Örgütsel davranış literatüründe çalışanların iş-aile çatışması yaşamalarına neden olabilecek faktörlerin anlaşılması kapsamında son dönemlerde kişilik özellikleri konusu araştırmacıların dikkatini çekmeye başlamıştır. Bu bağlamda mükemmeliyetçilik de iş-aile çatışması araştırmalarına konu edilen önemli bir kişilik özelliği olarak karşımıza çıkmaktadır (Michel vd., 2011; Mitchelson, 2009). Literatür kapsamında yapılan çalışmalarda mükemmeliyetçilik bireylerin iş-aile çatışması yaşama ihtimalini etkileyen, söz konusu çatışmayı nasıl algıladıklarını belirleyen ve çatışma ile başa çıkma yöntemlerini farklılaştıran bir faktör olarak değerlendirilmektedir (Deuling ve Burns, 2017; Caliskan vd., 2014, 132). Daha önce de ifade edildiği üzere mükemmeliyetçi kişiler diğer alanlarda olduğu gibi çalışma yaşamında da kendilerine ulaşılması zor standartlar belirleme eğilimindedirler ve bu onların çatışma yaşama ihtimallerini artırmaktadır (Sunal Büyükşahin vd., 2016, 144). Ayrıca mükemmeliyetçi kişiler yüksek standartlar belirlemenin yanında diğer çalışanlara nazaran işleri hakkında daha fazla endişe duyarlar ki bu durum onların iş dışındaki zamanlarda bile rahatlamalarını engeller. Böylece iş-yaşam dengesi sağlama noktasında mükemmeliyetçi kişilerin daha çok zorlanacaklarını beklemek şaşırtıcı olmayacaktır (Stoeber ve Damian 2016). Öyle ki literatür kapsamında yapılan çalışmalarda elde edilen bulgular da genel olarak bu varsayımı destekler niteliktedir. Buna göre sınırlı sayıda olsa da mükemmeliyetçilik ile iş-aile çatışması arasındaki ilişkiyi inceleyen araştırmalarda genel olarak anlamlı bir ilişkinin varlığı bulgulanmıştır (Deuling ve Burns, 2017; Akanbi, 2016; Mitchelson, 2009).

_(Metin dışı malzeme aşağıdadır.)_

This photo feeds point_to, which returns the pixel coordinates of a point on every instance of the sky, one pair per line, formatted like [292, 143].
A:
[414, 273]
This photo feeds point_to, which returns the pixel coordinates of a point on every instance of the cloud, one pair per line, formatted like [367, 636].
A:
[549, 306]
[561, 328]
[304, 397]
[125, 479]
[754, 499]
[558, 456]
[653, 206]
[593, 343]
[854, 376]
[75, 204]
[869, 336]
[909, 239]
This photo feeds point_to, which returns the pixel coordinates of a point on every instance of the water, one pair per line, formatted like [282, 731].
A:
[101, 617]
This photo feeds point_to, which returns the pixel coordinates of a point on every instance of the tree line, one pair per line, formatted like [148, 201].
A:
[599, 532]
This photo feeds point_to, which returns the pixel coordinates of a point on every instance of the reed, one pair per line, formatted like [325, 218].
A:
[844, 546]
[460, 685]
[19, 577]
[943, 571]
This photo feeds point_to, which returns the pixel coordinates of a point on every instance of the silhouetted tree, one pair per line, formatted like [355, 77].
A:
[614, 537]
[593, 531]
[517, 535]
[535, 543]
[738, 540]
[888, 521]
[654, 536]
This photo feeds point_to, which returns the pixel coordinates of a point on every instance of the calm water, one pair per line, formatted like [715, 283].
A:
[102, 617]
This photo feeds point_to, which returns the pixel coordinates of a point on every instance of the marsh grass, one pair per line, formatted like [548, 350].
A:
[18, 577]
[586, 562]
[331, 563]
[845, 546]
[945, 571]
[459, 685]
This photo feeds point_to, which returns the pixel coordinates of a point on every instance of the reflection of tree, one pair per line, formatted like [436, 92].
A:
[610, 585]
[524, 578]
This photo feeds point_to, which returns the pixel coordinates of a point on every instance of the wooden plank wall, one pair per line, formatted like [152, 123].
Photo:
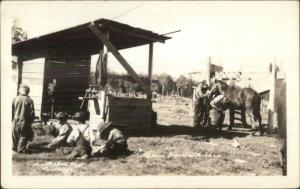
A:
[72, 76]
[33, 76]
[134, 113]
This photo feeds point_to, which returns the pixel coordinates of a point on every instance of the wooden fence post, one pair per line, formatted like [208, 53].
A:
[208, 71]
[272, 114]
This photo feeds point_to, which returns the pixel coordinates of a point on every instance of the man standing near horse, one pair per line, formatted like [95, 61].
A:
[22, 118]
[201, 105]
[245, 99]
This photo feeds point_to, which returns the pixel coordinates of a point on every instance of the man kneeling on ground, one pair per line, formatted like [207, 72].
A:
[106, 140]
[112, 139]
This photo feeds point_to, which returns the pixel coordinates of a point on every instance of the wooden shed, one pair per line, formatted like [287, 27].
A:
[66, 57]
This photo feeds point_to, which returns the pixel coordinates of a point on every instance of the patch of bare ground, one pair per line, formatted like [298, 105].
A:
[174, 149]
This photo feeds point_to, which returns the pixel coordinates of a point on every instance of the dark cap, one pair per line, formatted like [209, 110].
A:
[62, 116]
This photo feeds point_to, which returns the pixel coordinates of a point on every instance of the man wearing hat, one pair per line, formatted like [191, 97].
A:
[201, 104]
[112, 140]
[220, 103]
[61, 130]
[22, 118]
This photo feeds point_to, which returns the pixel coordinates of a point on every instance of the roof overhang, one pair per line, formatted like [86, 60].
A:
[81, 40]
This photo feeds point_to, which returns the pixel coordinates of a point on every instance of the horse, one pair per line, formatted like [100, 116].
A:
[245, 99]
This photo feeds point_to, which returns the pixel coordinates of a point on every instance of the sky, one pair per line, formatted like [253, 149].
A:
[241, 36]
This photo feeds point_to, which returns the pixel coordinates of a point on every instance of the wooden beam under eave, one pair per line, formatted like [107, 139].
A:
[134, 34]
[111, 48]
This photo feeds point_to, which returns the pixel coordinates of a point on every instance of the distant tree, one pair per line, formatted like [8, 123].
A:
[166, 82]
[181, 84]
[17, 33]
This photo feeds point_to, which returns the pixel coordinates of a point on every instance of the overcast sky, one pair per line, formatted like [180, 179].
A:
[242, 36]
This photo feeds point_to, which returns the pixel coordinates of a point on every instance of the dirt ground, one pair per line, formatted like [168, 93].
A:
[173, 148]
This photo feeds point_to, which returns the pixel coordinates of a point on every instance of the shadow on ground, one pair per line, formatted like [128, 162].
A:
[171, 130]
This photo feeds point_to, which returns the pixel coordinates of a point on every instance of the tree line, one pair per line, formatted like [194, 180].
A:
[162, 84]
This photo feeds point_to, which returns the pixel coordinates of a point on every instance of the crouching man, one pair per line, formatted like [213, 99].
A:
[105, 140]
[112, 140]
[60, 131]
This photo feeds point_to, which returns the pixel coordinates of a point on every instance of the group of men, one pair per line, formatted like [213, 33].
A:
[207, 102]
[106, 139]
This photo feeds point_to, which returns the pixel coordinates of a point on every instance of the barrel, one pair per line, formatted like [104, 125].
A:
[214, 117]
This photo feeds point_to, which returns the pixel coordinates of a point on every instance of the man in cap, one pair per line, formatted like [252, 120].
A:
[201, 104]
[220, 103]
[22, 118]
[60, 131]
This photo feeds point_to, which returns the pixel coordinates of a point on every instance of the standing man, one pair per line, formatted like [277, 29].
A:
[201, 113]
[22, 118]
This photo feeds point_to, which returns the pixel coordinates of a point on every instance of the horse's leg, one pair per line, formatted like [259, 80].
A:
[251, 116]
[231, 115]
[243, 117]
[257, 117]
[221, 120]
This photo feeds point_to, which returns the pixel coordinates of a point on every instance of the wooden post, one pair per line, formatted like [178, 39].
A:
[150, 65]
[119, 57]
[208, 71]
[272, 114]
[20, 72]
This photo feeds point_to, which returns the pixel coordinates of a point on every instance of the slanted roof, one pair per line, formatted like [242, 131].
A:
[80, 39]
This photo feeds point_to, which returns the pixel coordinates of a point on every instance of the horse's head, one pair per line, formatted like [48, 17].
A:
[218, 86]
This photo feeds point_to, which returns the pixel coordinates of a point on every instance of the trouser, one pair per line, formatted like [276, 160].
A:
[82, 148]
[201, 113]
[22, 133]
[119, 147]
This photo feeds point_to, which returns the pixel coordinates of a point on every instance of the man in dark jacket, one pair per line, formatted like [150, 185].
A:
[22, 118]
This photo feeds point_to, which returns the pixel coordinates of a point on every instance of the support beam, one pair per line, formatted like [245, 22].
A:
[132, 33]
[111, 48]
[150, 66]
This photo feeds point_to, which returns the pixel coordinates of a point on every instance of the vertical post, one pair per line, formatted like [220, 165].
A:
[209, 71]
[20, 72]
[272, 115]
[150, 65]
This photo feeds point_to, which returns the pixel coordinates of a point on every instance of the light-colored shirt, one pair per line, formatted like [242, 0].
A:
[115, 135]
[64, 131]
[217, 103]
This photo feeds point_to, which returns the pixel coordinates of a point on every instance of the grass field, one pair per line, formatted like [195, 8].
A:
[173, 148]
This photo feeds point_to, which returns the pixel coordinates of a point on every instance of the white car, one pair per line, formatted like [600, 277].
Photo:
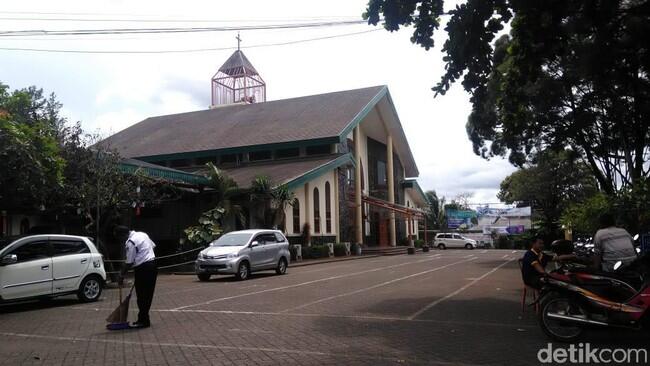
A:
[454, 240]
[243, 252]
[42, 266]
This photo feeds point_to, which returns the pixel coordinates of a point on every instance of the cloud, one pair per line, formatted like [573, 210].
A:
[112, 92]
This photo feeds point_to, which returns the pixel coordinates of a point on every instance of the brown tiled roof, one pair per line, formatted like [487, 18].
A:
[279, 172]
[280, 121]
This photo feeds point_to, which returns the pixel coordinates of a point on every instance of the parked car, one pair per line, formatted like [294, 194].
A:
[454, 240]
[243, 252]
[44, 266]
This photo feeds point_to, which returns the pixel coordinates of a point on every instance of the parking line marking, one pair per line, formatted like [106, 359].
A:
[196, 346]
[317, 315]
[300, 284]
[431, 305]
[371, 287]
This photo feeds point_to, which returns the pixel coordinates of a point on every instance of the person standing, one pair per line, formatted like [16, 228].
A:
[139, 256]
[612, 244]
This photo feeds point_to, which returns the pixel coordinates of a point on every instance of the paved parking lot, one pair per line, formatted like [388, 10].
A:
[439, 308]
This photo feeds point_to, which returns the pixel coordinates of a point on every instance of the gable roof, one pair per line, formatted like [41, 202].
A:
[315, 117]
[292, 173]
[238, 64]
[310, 120]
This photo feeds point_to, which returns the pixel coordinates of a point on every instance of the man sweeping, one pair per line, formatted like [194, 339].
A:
[139, 256]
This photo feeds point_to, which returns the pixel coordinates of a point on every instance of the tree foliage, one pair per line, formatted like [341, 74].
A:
[550, 183]
[30, 155]
[569, 74]
[51, 166]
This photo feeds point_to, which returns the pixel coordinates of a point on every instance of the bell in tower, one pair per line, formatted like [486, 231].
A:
[237, 81]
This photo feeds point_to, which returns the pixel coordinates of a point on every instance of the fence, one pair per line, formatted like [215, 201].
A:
[183, 256]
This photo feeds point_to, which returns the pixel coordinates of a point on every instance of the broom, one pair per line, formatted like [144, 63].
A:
[118, 318]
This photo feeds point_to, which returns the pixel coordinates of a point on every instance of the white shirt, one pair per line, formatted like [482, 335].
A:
[139, 248]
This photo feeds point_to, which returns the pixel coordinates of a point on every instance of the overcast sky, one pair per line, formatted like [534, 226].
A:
[109, 92]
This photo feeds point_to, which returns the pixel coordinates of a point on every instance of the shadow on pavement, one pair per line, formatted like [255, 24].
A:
[477, 331]
[32, 305]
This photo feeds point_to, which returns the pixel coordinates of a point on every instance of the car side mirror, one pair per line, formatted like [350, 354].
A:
[9, 259]
[617, 265]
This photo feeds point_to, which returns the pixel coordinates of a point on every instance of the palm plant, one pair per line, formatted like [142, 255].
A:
[269, 203]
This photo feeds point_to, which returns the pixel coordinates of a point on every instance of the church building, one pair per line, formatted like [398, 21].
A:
[343, 154]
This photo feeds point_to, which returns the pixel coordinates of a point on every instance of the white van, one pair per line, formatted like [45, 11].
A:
[453, 240]
[41, 266]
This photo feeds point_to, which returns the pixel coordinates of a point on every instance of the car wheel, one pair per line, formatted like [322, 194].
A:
[243, 271]
[90, 289]
[282, 266]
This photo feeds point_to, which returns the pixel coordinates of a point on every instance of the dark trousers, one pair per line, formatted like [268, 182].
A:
[145, 284]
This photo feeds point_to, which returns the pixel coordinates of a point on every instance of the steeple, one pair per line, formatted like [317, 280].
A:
[237, 81]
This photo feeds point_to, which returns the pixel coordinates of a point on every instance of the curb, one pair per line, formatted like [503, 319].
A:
[301, 263]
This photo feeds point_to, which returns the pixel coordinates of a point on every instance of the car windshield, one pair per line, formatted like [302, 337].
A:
[232, 240]
[4, 242]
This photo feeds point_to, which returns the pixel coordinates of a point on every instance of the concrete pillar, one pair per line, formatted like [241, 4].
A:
[336, 220]
[308, 212]
[358, 217]
[391, 188]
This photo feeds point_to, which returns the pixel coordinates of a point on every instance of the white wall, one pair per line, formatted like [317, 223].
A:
[408, 201]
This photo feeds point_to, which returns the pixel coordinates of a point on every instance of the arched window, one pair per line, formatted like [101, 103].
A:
[316, 211]
[296, 216]
[328, 209]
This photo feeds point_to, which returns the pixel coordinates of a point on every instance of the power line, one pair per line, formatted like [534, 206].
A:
[177, 20]
[177, 29]
[188, 50]
[154, 15]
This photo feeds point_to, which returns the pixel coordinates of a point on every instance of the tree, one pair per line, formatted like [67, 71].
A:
[49, 165]
[30, 161]
[550, 183]
[269, 203]
[568, 74]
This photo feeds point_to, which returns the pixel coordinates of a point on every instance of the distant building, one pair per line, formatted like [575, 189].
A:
[344, 154]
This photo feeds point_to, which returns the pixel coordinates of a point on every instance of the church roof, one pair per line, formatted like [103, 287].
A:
[238, 64]
[240, 125]
[316, 119]
[292, 173]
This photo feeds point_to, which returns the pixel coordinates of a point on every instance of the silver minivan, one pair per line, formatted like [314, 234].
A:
[243, 252]
[454, 240]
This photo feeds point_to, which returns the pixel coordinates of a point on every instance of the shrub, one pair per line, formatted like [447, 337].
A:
[294, 252]
[306, 233]
[315, 252]
[306, 252]
[339, 250]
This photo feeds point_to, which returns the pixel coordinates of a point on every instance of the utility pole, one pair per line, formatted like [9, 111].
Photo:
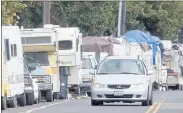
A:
[46, 12]
[121, 17]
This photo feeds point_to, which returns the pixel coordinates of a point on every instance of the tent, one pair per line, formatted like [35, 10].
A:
[139, 36]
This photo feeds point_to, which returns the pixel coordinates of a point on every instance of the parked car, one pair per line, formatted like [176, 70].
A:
[122, 78]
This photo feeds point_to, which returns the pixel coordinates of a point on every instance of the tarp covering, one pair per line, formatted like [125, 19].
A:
[97, 44]
[139, 36]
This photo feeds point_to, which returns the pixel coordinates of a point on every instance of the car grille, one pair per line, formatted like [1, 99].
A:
[118, 86]
[123, 96]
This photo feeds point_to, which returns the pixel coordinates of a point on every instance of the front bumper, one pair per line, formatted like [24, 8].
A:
[129, 95]
[85, 87]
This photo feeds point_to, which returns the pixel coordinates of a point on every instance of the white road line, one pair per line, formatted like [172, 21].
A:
[42, 107]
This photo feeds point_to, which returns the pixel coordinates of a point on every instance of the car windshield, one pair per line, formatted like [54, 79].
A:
[86, 63]
[121, 66]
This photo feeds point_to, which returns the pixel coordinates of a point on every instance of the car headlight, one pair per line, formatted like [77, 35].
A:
[96, 85]
[139, 86]
[47, 79]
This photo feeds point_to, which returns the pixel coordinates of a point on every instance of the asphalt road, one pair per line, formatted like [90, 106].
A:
[164, 102]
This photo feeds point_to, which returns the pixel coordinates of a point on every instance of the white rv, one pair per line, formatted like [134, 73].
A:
[40, 50]
[69, 56]
[88, 66]
[14, 71]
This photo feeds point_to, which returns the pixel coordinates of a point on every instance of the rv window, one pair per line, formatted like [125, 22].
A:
[40, 58]
[7, 49]
[13, 50]
[65, 45]
[86, 63]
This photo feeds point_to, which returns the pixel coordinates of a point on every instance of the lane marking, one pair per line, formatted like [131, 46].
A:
[151, 108]
[158, 106]
[42, 107]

Bununla birlikte mükemmeliyetçiliği çok boyutlu bir yapı olarak değerlendiren araştırmalarda uyumlu mükemmeliyetçilik ile iş-aile çatışması arasında negatif yönlü ilişki, uyumsuz mükemmeliyetçilik ile iş-aile çatışması arasında ise pozitif yönlü bir ilişkinin tespit edildiğinin de altını çizmek gerekmektedir (Deuling ve Burns, 2017; Caliskan vd., 2014; Mitchelson, 2009). Bu araştırma bulguları göz önüne alındığında mükemmeliyetçiliğin iş-aile çatışması üzerinde etkili bir faktör olduğunu söylemek yanlış olmayacaktır.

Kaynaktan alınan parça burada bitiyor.